Saturday, February 03, 2018

Shooting lasers down from planes to pierce the thick foliage and paint a 3-D picture of the ground below.

Jacey Fortin reports at The New York Times,
They were hidden there, all this time, under the cover of tree canopies in the jungles of northern Guatemala: tens of thousands of structures built by the Maya over a millennium ago.

Not far from the sites tourists already know, like the towering temples of the ancient city of Tikal, laser technology has uncovered about 60,000 homes, palaces, tombs and even highways in the humid lowlands.

...Researchers found the structures by shooting lasers down from planes to pierce the thick foliage and paint a 3-D picture of the ground below. The technology is called Light Detection and Ranging, or lidar.

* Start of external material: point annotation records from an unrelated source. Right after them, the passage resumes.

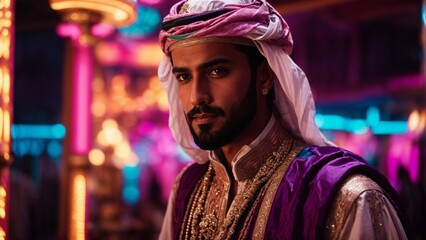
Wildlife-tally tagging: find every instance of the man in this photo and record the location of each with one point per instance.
(244, 112)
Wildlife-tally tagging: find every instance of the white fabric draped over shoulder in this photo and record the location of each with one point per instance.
(294, 103)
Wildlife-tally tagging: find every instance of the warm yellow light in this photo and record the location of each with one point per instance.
(123, 150)
(148, 55)
(1, 123)
(109, 123)
(78, 208)
(2, 192)
(2, 234)
(98, 108)
(1, 81)
(6, 82)
(96, 157)
(149, 97)
(109, 137)
(116, 12)
(4, 47)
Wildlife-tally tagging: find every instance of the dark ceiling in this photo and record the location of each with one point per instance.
(353, 52)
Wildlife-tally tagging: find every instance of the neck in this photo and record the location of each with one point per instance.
(229, 151)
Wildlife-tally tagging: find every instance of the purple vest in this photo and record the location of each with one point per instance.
(305, 195)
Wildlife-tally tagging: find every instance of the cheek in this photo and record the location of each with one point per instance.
(184, 95)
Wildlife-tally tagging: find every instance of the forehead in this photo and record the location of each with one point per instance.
(204, 52)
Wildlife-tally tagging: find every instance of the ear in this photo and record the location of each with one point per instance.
(265, 76)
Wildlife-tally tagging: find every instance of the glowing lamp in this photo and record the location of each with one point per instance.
(114, 12)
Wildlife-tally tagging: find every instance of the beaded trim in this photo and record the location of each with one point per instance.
(200, 226)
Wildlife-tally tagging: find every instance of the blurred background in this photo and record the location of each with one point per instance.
(85, 149)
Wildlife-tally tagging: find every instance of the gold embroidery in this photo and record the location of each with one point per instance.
(208, 218)
(376, 203)
(265, 208)
(351, 189)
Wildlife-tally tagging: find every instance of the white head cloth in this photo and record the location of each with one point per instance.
(294, 105)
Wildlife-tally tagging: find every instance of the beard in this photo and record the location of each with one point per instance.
(236, 120)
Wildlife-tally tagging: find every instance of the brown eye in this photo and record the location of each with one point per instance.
(218, 72)
(184, 77)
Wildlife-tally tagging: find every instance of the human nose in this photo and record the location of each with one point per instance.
(199, 92)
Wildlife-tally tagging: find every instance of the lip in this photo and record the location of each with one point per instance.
(204, 118)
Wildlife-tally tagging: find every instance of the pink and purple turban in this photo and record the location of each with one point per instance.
(253, 22)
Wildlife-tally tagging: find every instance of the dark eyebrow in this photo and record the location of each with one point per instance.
(219, 60)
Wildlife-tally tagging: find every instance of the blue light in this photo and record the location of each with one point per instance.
(357, 126)
(131, 194)
(54, 149)
(390, 127)
(373, 116)
(423, 15)
(360, 126)
(147, 21)
(42, 131)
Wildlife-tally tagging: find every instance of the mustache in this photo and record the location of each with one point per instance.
(204, 109)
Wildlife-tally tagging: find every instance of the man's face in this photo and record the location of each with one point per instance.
(217, 92)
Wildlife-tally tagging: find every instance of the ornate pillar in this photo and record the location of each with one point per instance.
(83, 14)
(7, 33)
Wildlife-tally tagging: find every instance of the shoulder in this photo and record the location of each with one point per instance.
(361, 207)
(190, 172)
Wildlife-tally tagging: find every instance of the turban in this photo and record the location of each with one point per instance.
(192, 21)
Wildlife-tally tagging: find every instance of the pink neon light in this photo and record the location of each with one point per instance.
(102, 30)
(68, 30)
(81, 98)
(402, 152)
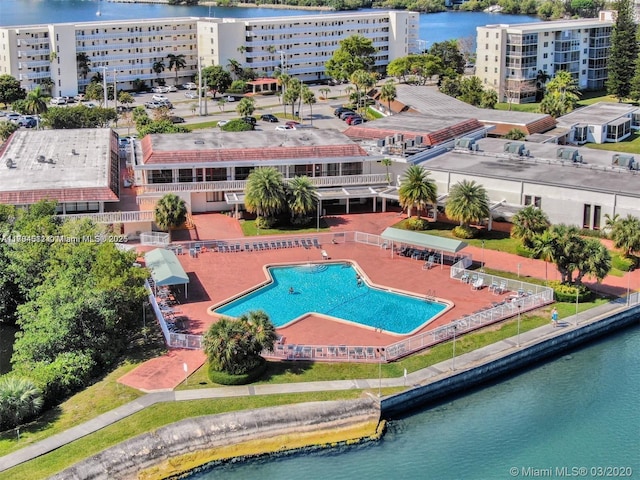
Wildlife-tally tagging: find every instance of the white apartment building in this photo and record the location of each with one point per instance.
(126, 50)
(510, 57)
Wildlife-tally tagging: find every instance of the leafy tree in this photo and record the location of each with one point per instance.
(176, 62)
(449, 53)
(527, 223)
(84, 64)
(468, 203)
(234, 346)
(355, 53)
(246, 107)
(388, 94)
(217, 78)
(623, 52)
(417, 189)
(625, 234)
(265, 192)
(301, 198)
(20, 400)
(10, 90)
(170, 212)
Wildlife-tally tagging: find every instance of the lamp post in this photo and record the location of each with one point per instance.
(380, 351)
(453, 360)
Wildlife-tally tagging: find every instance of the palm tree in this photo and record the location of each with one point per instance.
(83, 61)
(265, 192)
(176, 62)
(35, 103)
(417, 189)
(468, 203)
(20, 399)
(626, 235)
(158, 67)
(309, 98)
(170, 212)
(301, 197)
(527, 223)
(544, 248)
(388, 93)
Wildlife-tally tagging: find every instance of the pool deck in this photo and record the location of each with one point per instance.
(215, 277)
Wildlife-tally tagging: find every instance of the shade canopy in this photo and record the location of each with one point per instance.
(423, 240)
(165, 268)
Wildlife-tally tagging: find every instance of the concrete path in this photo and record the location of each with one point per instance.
(420, 377)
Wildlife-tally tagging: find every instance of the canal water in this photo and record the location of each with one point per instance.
(579, 411)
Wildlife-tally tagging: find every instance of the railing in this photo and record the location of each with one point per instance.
(113, 217)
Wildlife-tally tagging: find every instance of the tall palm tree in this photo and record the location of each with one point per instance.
(83, 61)
(309, 98)
(170, 212)
(158, 67)
(301, 197)
(35, 103)
(544, 248)
(176, 62)
(527, 223)
(417, 189)
(626, 235)
(20, 399)
(388, 93)
(468, 203)
(265, 192)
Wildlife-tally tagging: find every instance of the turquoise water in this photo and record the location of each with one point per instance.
(332, 289)
(580, 410)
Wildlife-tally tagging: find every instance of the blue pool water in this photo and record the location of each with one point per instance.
(332, 289)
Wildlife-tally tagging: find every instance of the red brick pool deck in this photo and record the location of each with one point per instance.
(215, 277)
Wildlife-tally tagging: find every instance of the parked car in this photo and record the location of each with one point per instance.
(340, 110)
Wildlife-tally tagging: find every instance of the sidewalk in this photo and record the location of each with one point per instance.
(420, 377)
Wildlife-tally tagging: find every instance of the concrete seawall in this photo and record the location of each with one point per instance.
(485, 369)
(200, 433)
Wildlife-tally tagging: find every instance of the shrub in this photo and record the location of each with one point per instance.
(567, 293)
(416, 224)
(464, 231)
(224, 378)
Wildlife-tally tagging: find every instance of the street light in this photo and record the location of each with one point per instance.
(380, 351)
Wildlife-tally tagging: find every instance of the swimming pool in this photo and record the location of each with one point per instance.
(333, 289)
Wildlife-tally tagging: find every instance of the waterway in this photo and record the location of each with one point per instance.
(434, 27)
(577, 411)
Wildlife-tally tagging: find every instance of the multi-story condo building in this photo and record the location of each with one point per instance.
(512, 58)
(130, 50)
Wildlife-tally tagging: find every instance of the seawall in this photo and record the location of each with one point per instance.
(486, 367)
(145, 451)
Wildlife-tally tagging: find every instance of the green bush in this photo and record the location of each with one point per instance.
(416, 224)
(524, 252)
(464, 231)
(567, 293)
(224, 378)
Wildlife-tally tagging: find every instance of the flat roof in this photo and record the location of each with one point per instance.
(65, 165)
(597, 114)
(218, 148)
(542, 167)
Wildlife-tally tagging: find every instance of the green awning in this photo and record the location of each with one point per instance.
(423, 240)
(165, 267)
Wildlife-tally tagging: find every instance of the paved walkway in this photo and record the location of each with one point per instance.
(420, 377)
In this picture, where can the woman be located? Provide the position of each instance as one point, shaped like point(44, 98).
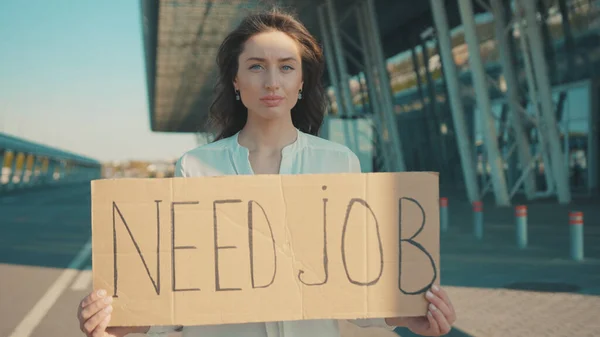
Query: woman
point(268, 111)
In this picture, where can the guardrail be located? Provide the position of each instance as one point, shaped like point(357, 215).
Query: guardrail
point(25, 164)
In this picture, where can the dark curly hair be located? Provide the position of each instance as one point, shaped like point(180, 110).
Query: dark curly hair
point(227, 115)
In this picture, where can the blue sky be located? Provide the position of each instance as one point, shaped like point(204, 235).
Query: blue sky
point(72, 76)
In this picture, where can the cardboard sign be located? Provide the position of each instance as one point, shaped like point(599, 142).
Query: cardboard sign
point(234, 249)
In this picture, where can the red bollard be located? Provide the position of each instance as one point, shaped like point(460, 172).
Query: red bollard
point(576, 229)
point(521, 215)
point(478, 219)
point(444, 213)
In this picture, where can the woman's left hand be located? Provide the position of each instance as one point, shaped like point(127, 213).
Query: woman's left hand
point(440, 315)
point(439, 319)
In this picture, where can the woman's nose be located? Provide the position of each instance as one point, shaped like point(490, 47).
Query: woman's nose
point(272, 81)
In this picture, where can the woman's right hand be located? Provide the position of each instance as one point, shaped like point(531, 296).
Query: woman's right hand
point(94, 316)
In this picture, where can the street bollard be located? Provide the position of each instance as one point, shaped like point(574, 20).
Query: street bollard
point(444, 214)
point(521, 216)
point(478, 219)
point(576, 228)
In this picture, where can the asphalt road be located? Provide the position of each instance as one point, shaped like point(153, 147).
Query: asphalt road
point(498, 289)
point(45, 263)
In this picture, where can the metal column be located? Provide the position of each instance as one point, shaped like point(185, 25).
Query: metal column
point(483, 102)
point(340, 60)
point(384, 84)
point(512, 87)
point(548, 121)
point(374, 103)
point(464, 146)
point(333, 77)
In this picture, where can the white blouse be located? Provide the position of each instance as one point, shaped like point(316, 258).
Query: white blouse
point(307, 155)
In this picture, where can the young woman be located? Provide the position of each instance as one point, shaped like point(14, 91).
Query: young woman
point(268, 111)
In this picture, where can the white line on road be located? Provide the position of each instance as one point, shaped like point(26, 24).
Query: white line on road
point(83, 280)
point(35, 316)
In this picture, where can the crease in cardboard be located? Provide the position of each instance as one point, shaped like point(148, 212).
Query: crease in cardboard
point(173, 314)
point(289, 242)
point(366, 222)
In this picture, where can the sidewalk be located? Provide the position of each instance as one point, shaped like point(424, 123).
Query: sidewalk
point(501, 290)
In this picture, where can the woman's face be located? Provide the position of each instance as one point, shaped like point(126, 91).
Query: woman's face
point(269, 75)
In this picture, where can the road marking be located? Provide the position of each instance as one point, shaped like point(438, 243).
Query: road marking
point(84, 280)
point(41, 308)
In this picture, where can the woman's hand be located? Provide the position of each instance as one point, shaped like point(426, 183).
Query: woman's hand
point(94, 313)
point(439, 318)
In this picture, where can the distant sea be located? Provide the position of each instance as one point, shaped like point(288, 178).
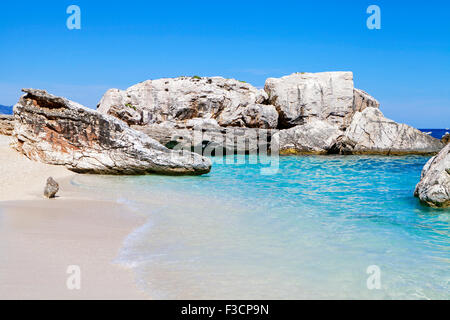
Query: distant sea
point(310, 231)
point(437, 133)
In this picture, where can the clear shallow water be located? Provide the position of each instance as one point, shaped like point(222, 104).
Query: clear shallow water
point(309, 231)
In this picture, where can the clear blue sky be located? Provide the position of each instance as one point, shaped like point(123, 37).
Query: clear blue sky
point(406, 64)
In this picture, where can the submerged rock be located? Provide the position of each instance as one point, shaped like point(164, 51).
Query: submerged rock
point(371, 133)
point(315, 113)
point(313, 137)
point(51, 188)
point(208, 139)
point(6, 124)
point(325, 96)
point(57, 131)
point(252, 116)
point(434, 186)
point(446, 139)
point(230, 102)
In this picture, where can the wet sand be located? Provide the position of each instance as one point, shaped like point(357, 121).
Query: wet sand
point(40, 238)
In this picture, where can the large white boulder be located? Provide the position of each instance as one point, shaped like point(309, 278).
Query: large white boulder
point(372, 133)
point(434, 186)
point(57, 131)
point(184, 98)
point(326, 96)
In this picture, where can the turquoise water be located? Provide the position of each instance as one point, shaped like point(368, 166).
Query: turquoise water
point(309, 231)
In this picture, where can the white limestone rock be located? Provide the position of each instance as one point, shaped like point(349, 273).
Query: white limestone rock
point(297, 97)
point(434, 186)
point(371, 133)
point(57, 131)
point(313, 137)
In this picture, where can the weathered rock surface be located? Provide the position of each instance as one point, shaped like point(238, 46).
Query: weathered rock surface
point(229, 101)
point(251, 116)
point(313, 137)
point(51, 188)
point(6, 125)
point(446, 139)
point(434, 186)
point(57, 131)
point(363, 100)
point(326, 96)
point(209, 139)
point(371, 133)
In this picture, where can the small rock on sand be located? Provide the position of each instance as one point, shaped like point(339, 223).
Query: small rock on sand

...“This world, which was lost to this jungle, is all of a sudden revealed in the data,” said Albert Yu-Min Lin, an engineer and National Geographic explorer who worked on the television special. “And what you thought was this massively understood, studied civilization is all of a sudden brand new again.”

The lasers are only the first step, he added, noting that he and archaeologists still had to trek through jungles to verify the data while contending with thick undergrowth, poisonous snakes, swarms of killer bees and the odd scorpion.

...“I don’t think you see a lot of discoveries happening across the sciences right now that sort of turn a discipline on its head,” he said. “It’s exciting to know that it can still happen.”